Thanks for your answers @ycui & @scott.

@ycui yep. I was aware of it. I think that this translates to the punish synapses code, right? Nevertheless, biologically speaking LTD seem to be applied pervasively (no matter if the cell was predicted or not).

As @scott suggest, such punishment (if is too high or frequent) might kill useful concurrent “prediction paths”. The core issue one might think is if this is also the case of the biology. Intuitively LTD is equivalent to say that no cell will be shared by multiple prediction paths. In other words, the constant appearance of a sequence might “kill” another partially shared sequence. In summary, apparently there is a contradiction between parallel predictions and LTD… Probably segment reuse is enough for practical uses of TM. Nevertheless, this apparent contradiction is a bit itchy :slight_smile:



PD: Still in proximal dendrites (L4 an L2) might be useful (and not counterproductive, since there is no prediction) to perform LTD. Some simple experiments I did seem to suggest that.
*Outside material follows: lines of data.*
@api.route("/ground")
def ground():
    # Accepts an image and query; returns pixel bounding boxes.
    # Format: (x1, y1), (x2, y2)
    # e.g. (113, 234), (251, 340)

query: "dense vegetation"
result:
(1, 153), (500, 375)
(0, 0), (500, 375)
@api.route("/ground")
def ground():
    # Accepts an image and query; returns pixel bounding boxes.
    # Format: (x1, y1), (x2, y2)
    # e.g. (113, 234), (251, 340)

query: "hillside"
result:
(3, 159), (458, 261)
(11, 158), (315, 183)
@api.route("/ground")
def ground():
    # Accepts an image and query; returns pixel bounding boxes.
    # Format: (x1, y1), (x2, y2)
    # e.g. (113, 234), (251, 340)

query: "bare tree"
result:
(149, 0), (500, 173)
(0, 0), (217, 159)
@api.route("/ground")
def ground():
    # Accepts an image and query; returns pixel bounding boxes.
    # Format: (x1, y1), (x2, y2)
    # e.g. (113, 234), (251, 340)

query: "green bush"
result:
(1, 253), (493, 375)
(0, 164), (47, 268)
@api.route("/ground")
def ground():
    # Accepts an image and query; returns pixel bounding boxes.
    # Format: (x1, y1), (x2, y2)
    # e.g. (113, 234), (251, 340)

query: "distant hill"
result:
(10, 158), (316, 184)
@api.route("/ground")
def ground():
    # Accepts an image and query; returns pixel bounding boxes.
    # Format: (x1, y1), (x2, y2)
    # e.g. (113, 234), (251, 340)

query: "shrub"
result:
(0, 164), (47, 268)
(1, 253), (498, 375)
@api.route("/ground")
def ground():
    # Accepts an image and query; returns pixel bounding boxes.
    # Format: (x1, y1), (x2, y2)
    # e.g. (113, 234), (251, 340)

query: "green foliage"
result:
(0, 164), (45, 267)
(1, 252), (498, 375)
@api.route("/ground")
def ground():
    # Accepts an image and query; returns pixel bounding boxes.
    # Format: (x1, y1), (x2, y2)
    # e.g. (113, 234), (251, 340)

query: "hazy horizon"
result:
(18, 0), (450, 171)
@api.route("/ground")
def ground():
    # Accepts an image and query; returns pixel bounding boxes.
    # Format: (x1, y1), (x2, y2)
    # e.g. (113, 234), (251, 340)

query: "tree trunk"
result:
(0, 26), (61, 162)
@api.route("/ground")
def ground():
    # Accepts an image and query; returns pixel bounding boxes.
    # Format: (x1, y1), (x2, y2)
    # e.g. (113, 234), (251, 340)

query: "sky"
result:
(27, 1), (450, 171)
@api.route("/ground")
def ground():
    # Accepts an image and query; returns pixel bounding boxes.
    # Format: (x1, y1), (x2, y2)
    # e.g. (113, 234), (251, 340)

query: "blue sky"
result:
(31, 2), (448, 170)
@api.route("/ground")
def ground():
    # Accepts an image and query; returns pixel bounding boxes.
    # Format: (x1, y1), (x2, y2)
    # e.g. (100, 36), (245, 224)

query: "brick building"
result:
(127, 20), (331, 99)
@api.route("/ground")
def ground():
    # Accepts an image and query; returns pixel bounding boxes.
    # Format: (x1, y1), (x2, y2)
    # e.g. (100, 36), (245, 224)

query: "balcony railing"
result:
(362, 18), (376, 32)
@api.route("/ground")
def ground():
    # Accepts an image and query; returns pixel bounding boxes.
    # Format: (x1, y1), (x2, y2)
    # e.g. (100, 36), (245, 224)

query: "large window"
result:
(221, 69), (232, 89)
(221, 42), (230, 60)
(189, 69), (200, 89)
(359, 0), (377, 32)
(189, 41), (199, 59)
We’ve tried many variations of SP learning rules over the years but I don’t remember if we tried LTD. It would be cool if you wanted to try out some experiments and post the results!

The problem I have is that I’m using my own implementation [I don’ have boost and use my own encoder]. I don’t know exactly how Nupic will react. I’ll try to do the same with Nupic.

Nevertheless, the thing I’m doing is just keep using the Nupic rules and apply LTD (with -10% of the learning rate) to the losers of the inhibition.